The same applies to the boys. The dumb studs with six packs fail their Chemistry papers, but are great at flirting in the labs. The cute, curly haired charmers play the guitar rock stars who break hearts with the flick of a guitar string.
A fairy godmother cannot help if you happen to be the best looking girls’ best friend in this unforgiving world of cyber bullies. You simply earn the label ‘DUFF”- the designated ugly fat friend.
So, whose cause will you champion? These are the teams:
The Duff: Bianca (Mae Whitman).
Her Hot Best Friends: Jess (Skyler Samuels) and Casey (Bianca Santos).
The Blonde Bitch: Madison (Bella Thorne).
The Dumb Stud: Wesley (Robbie Amell).
The Cute Rock Star: Toby Tucker (Nick Eversman).
The last name is quite aptly reminiscent of another teenage flick, John Tucker Must Die. Our DUFF, Bianca, is a horror film geek and has a massive crush on Tucker. She treats her next-door stud and Tom Cruise lookalike neighbour, Wesley, with the contempt of a lab student towards a cockroach. He points out (in the most friendly manner possible) that she is no less than invisible to those leching at her best friends, Jess and Casey. Bianca reacts by promptly “unfriending” the two on Facebook and every other social networking site: the ultimate insult in today’s world. The two pretties remain kind and forgiving. No drama there.

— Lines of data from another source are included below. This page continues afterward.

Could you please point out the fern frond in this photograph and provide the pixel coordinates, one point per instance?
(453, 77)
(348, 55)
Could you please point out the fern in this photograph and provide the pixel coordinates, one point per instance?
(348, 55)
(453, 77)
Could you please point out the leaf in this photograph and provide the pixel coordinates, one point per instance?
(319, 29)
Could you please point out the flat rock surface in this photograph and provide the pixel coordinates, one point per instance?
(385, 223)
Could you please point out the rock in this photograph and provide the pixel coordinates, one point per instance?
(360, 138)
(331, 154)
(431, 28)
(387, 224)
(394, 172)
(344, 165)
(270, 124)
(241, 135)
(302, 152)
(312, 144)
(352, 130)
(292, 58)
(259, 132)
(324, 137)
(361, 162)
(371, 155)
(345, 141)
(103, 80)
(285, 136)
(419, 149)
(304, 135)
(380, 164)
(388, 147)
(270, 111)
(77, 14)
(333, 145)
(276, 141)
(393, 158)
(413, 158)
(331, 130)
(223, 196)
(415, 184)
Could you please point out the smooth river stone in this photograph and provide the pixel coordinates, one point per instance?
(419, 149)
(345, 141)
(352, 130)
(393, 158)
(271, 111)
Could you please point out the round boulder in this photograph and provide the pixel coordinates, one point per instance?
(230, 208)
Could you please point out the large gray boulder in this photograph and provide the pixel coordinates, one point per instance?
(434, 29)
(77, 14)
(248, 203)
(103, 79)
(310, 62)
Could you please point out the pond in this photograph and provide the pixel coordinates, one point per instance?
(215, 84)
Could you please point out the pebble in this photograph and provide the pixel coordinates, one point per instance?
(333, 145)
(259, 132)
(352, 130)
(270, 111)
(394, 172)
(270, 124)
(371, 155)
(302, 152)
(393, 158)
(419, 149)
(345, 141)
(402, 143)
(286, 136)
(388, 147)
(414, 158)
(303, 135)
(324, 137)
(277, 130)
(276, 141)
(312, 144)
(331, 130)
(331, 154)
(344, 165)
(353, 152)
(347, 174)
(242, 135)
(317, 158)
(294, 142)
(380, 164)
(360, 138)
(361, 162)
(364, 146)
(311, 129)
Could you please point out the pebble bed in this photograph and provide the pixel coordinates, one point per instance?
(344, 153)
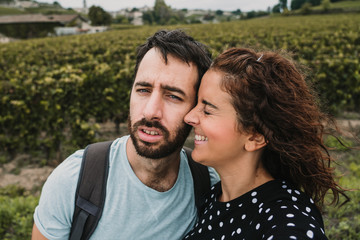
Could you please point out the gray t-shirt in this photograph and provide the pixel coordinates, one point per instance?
(132, 210)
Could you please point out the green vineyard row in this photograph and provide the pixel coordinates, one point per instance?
(55, 90)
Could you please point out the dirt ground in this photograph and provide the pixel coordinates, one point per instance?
(32, 177)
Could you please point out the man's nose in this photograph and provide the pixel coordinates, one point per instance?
(154, 107)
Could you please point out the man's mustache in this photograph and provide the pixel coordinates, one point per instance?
(152, 124)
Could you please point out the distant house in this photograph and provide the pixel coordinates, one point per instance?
(60, 19)
(39, 25)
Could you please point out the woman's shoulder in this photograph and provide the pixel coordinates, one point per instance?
(289, 213)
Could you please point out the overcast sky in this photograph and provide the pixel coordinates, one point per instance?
(114, 5)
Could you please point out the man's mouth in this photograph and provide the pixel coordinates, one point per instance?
(200, 138)
(153, 133)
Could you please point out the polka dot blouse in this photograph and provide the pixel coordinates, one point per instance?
(274, 210)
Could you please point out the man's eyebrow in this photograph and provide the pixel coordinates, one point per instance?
(173, 89)
(209, 104)
(143, 84)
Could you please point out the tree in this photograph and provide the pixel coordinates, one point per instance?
(162, 13)
(277, 8)
(148, 17)
(314, 2)
(296, 4)
(283, 4)
(236, 12)
(219, 12)
(98, 16)
(325, 5)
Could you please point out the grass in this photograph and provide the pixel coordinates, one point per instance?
(10, 11)
(353, 5)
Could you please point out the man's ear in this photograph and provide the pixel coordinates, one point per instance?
(255, 142)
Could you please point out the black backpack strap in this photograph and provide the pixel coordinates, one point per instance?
(91, 190)
(201, 177)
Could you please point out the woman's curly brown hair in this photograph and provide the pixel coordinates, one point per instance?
(271, 97)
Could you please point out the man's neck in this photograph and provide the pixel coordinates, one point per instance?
(158, 174)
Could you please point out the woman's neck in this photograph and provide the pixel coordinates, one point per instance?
(241, 178)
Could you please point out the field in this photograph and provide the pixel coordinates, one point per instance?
(56, 94)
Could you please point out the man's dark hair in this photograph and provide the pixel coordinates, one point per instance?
(180, 45)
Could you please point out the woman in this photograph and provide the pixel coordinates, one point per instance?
(258, 124)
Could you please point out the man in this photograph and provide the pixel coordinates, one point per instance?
(150, 193)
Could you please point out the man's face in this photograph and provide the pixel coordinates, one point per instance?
(161, 96)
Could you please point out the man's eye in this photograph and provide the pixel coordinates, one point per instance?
(142, 90)
(175, 97)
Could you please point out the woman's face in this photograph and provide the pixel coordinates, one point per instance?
(217, 138)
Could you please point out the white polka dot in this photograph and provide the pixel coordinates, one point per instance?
(310, 234)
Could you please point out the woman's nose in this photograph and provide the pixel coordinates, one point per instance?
(191, 118)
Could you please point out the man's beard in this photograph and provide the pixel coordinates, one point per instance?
(169, 146)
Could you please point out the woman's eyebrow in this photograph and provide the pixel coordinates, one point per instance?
(209, 104)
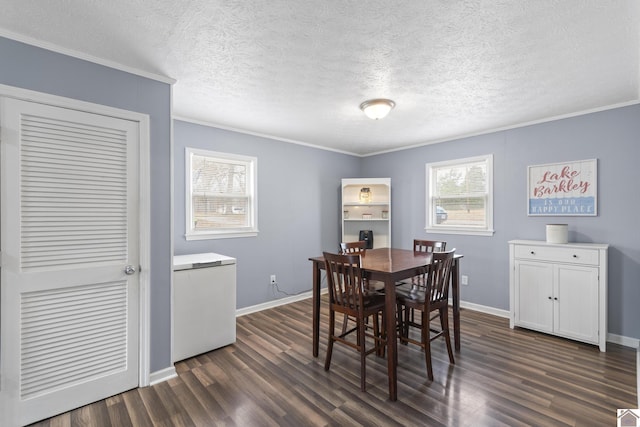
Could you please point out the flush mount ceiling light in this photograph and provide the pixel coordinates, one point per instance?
(377, 108)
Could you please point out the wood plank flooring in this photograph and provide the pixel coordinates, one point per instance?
(502, 377)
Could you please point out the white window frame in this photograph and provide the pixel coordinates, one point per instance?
(432, 226)
(252, 189)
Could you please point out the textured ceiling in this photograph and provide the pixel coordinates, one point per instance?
(298, 70)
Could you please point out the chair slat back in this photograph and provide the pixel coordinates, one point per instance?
(428, 246)
(344, 279)
(353, 247)
(439, 276)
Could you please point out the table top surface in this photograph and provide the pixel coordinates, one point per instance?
(390, 260)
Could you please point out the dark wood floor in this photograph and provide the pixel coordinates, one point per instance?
(269, 378)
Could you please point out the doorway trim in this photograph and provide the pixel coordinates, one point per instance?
(144, 177)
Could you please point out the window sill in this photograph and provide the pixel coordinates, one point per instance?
(464, 231)
(212, 236)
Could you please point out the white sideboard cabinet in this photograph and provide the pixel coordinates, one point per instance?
(366, 205)
(559, 289)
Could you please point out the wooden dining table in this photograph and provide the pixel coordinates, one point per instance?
(390, 266)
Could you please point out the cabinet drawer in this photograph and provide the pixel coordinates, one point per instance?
(556, 254)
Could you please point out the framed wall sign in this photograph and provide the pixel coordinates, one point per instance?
(567, 188)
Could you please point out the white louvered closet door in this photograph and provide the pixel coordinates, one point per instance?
(69, 214)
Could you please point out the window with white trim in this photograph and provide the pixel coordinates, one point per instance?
(460, 196)
(221, 195)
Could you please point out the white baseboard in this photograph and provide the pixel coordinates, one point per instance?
(162, 375)
(625, 341)
(485, 309)
(276, 303)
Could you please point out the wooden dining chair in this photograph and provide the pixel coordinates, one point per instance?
(353, 247)
(426, 246)
(370, 286)
(429, 294)
(347, 295)
(360, 247)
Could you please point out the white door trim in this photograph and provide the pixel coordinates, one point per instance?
(144, 203)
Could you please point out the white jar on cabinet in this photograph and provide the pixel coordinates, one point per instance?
(559, 289)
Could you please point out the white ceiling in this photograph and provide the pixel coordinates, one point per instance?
(297, 70)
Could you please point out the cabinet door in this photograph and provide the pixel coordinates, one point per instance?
(576, 309)
(533, 295)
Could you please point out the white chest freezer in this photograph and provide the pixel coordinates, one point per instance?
(204, 303)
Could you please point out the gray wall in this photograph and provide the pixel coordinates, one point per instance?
(610, 136)
(44, 71)
(299, 204)
(298, 209)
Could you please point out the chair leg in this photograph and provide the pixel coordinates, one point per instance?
(332, 324)
(363, 354)
(344, 324)
(426, 342)
(444, 322)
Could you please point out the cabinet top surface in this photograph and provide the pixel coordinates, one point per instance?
(370, 181)
(560, 245)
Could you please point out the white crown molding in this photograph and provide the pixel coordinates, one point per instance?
(79, 55)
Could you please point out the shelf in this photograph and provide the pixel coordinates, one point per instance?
(362, 219)
(366, 204)
(377, 207)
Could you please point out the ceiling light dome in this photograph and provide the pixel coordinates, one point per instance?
(377, 108)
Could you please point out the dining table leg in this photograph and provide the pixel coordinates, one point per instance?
(455, 287)
(392, 339)
(316, 307)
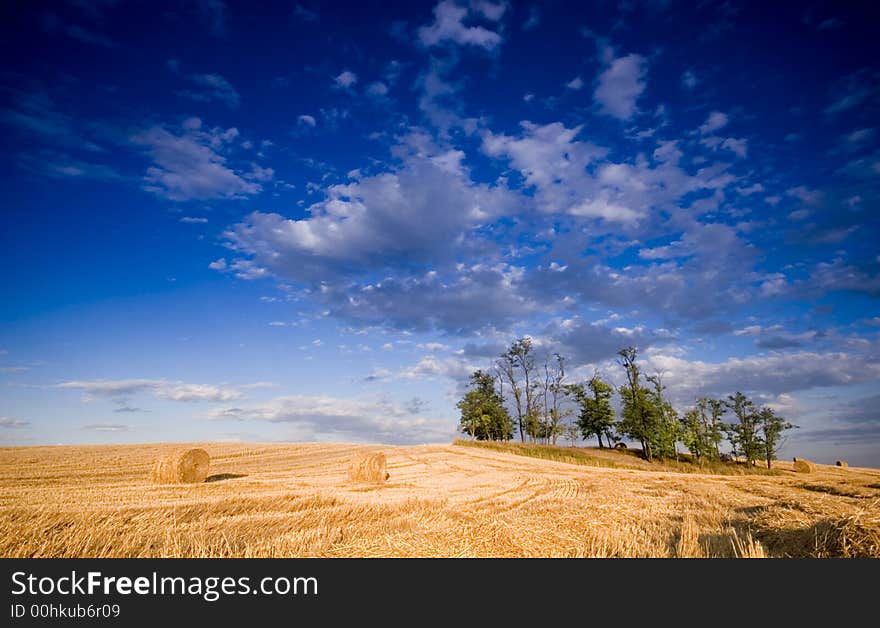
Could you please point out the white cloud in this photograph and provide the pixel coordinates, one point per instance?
(160, 388)
(716, 120)
(189, 164)
(448, 25)
(605, 209)
(620, 85)
(772, 374)
(106, 427)
(332, 418)
(377, 89)
(419, 212)
(345, 79)
(12, 424)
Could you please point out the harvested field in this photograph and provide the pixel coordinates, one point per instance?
(440, 500)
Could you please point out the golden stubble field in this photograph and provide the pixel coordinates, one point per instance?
(290, 500)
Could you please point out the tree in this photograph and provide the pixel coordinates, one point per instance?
(711, 411)
(596, 416)
(743, 434)
(772, 426)
(701, 429)
(483, 415)
(552, 391)
(572, 433)
(637, 419)
(517, 366)
(666, 427)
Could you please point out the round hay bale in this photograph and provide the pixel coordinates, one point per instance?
(803, 466)
(370, 468)
(185, 467)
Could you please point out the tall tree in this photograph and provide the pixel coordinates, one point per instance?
(743, 434)
(483, 415)
(517, 365)
(666, 426)
(552, 393)
(711, 413)
(637, 419)
(772, 427)
(596, 416)
(701, 429)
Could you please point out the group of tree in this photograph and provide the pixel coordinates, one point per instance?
(520, 397)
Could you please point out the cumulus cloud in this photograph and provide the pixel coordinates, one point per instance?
(576, 84)
(106, 427)
(331, 418)
(345, 79)
(449, 27)
(377, 89)
(716, 120)
(190, 163)
(418, 213)
(853, 90)
(12, 424)
(161, 389)
(620, 85)
(772, 374)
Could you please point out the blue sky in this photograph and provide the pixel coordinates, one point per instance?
(313, 222)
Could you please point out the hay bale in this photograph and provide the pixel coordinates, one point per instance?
(184, 467)
(368, 468)
(803, 466)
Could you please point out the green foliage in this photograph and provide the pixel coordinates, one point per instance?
(517, 367)
(638, 417)
(772, 427)
(483, 415)
(596, 416)
(743, 434)
(664, 420)
(701, 429)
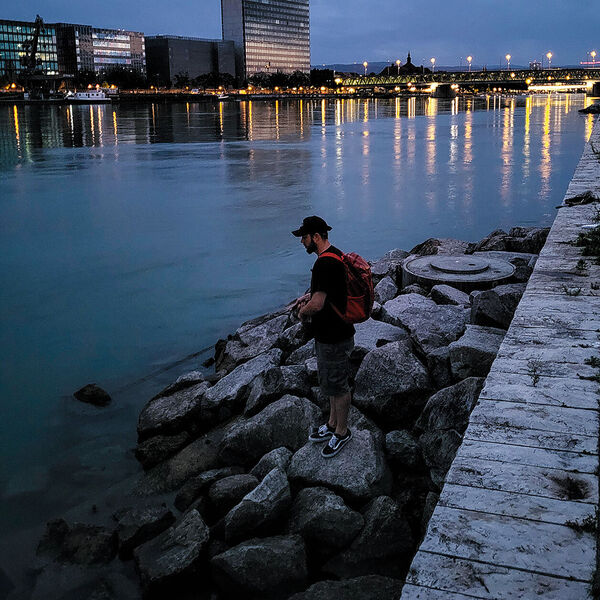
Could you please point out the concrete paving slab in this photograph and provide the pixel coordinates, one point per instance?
(489, 581)
(524, 479)
(531, 437)
(510, 542)
(535, 508)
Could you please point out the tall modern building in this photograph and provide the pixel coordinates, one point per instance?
(86, 48)
(269, 35)
(15, 38)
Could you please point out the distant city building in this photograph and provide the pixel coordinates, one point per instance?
(87, 48)
(168, 56)
(269, 36)
(15, 40)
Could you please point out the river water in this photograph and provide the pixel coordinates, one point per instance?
(133, 236)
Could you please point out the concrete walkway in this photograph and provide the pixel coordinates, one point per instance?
(527, 470)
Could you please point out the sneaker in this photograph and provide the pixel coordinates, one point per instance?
(321, 434)
(335, 444)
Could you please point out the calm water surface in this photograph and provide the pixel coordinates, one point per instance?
(132, 237)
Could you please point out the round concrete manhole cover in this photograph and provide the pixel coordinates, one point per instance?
(465, 265)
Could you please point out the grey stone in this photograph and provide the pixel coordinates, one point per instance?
(372, 334)
(275, 383)
(438, 363)
(225, 493)
(201, 455)
(285, 422)
(358, 473)
(443, 423)
(154, 450)
(171, 414)
(280, 458)
(251, 340)
(391, 383)
(301, 355)
(173, 554)
(446, 294)
(80, 543)
(368, 587)
(266, 568)
(260, 508)
(324, 520)
(136, 526)
(473, 354)
(222, 400)
(403, 451)
(385, 290)
(383, 547)
(93, 394)
(430, 326)
(446, 246)
(195, 486)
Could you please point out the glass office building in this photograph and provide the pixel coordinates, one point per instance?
(269, 35)
(14, 37)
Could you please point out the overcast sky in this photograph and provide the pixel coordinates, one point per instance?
(358, 30)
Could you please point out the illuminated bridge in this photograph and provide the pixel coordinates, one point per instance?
(560, 79)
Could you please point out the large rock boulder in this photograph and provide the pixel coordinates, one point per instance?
(259, 509)
(136, 526)
(173, 413)
(383, 547)
(473, 354)
(279, 458)
(443, 423)
(251, 339)
(385, 290)
(358, 473)
(496, 307)
(222, 400)
(275, 383)
(446, 246)
(391, 383)
(268, 568)
(194, 487)
(173, 555)
(430, 326)
(368, 587)
(80, 543)
(373, 334)
(201, 455)
(285, 422)
(324, 520)
(225, 493)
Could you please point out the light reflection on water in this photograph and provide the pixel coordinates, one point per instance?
(134, 235)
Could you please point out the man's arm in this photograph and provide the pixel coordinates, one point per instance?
(314, 305)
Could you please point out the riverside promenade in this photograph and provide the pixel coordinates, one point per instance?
(517, 514)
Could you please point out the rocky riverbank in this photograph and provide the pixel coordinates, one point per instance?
(233, 500)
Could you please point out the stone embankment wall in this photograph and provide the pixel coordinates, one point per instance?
(517, 514)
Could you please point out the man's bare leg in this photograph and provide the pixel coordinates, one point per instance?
(342, 407)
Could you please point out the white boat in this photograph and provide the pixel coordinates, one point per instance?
(88, 97)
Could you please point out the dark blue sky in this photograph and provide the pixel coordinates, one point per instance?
(357, 30)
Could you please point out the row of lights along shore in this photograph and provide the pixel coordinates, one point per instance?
(549, 55)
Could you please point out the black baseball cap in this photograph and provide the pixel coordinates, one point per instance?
(312, 224)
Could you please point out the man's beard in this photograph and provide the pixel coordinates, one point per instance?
(312, 247)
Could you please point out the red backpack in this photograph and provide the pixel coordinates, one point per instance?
(359, 285)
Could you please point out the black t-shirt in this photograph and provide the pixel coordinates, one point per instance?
(329, 276)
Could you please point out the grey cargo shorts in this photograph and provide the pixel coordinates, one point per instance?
(333, 362)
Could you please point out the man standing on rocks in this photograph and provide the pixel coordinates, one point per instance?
(334, 338)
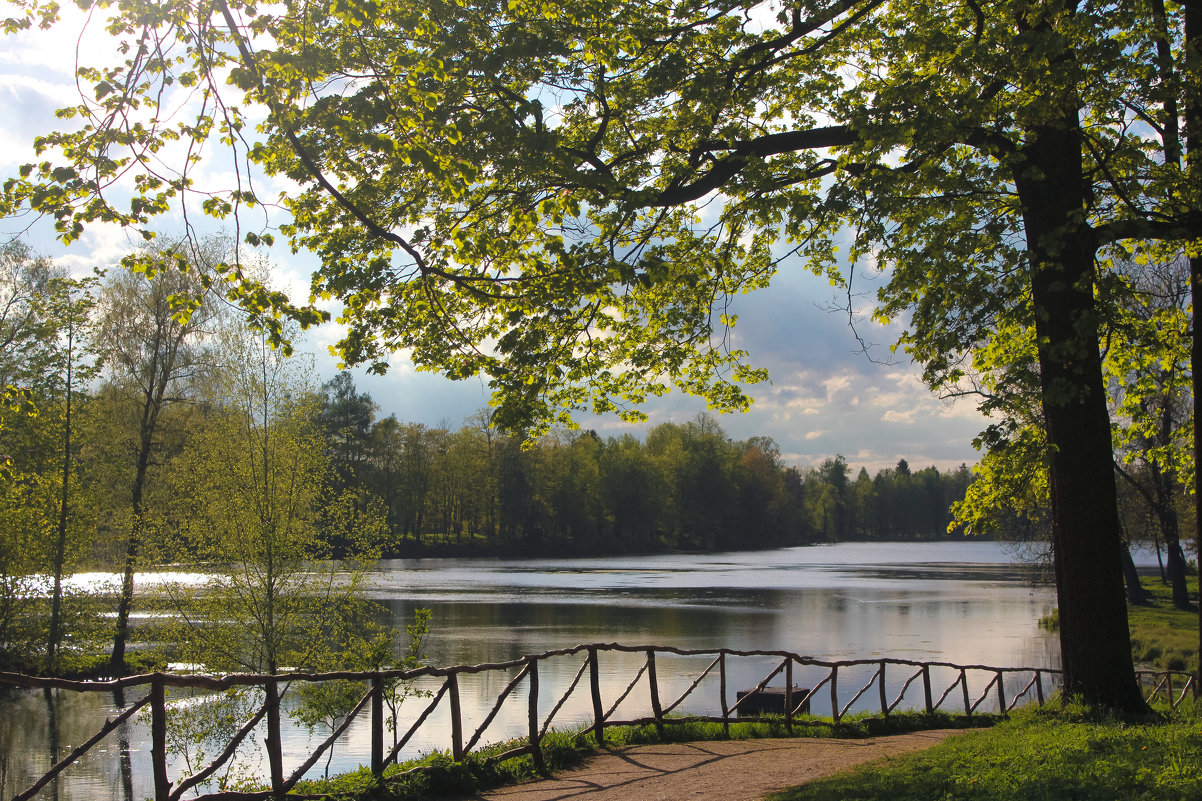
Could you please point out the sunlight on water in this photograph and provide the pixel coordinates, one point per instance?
(963, 601)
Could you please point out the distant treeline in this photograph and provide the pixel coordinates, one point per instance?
(685, 486)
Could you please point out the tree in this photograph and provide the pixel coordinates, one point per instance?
(152, 338)
(254, 505)
(525, 190)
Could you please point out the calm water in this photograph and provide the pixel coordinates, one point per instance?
(957, 601)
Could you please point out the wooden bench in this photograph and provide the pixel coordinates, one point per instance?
(771, 700)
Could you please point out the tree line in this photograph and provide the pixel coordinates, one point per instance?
(684, 486)
(148, 423)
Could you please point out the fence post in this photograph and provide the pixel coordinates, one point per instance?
(885, 698)
(159, 737)
(926, 689)
(834, 694)
(656, 707)
(274, 747)
(595, 686)
(378, 725)
(721, 689)
(535, 740)
(456, 718)
(789, 695)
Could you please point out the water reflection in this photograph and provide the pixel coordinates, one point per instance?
(956, 601)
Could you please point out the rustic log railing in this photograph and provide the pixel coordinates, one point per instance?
(1037, 682)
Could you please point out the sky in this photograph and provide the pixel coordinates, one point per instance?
(826, 395)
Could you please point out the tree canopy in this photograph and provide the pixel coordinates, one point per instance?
(565, 196)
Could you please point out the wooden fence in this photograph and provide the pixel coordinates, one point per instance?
(916, 677)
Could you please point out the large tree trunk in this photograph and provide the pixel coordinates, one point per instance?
(1095, 642)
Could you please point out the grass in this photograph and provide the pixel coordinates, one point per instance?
(1162, 638)
(1039, 754)
(563, 749)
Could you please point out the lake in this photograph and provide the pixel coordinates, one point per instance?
(960, 601)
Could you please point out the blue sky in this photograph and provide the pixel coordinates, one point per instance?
(826, 395)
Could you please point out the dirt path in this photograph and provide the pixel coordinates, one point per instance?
(725, 770)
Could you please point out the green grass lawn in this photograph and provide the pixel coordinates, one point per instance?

Then Bianca strikes a deal with Wesley. He can teach her a thing or two about shopping for the right pushup bra while she can share her Chemistry notes. The idea is to get her to gather courage to approach the cute guitarist, Tucker.
Meanwhile, the blonde bitch, Madison, has set her long lashed eyes on Wesley. His closeness to Bianca sets her plotting and scheming and makes her the queen witch of cyber bullydom. The conflict stage is set.
It’s a classic good friend and mean guy triangle. You get the drill. Yet, The Duff charms and disarms you with quick, snappy lines and adorable performances from one and all. A couple of friendly teachers (Korean and Black, for the diversity campaign) and a single mom (Allison Janney) on the dating prowl add a dash of contemporary humour.
You wish that the characters of Madison, Jess and Casey were fleshed out more than their cardboard looks. Their insecurities beneath their skin-deep beauty and the complications that follow in friendships had the makings of a great subplot left undefined. A deeper exploration of cyber bullying might have lent some real meaning to current high school scenarios.
Whitman sparkles and shines with her comic delivery. Her camaraderie with the very likeable Amell is enough to brighten a predictable script. The spirited students win The Duff an A, despite its lazy and easy treatment. So what if there is no one really fat or ugly here and we just have one more label?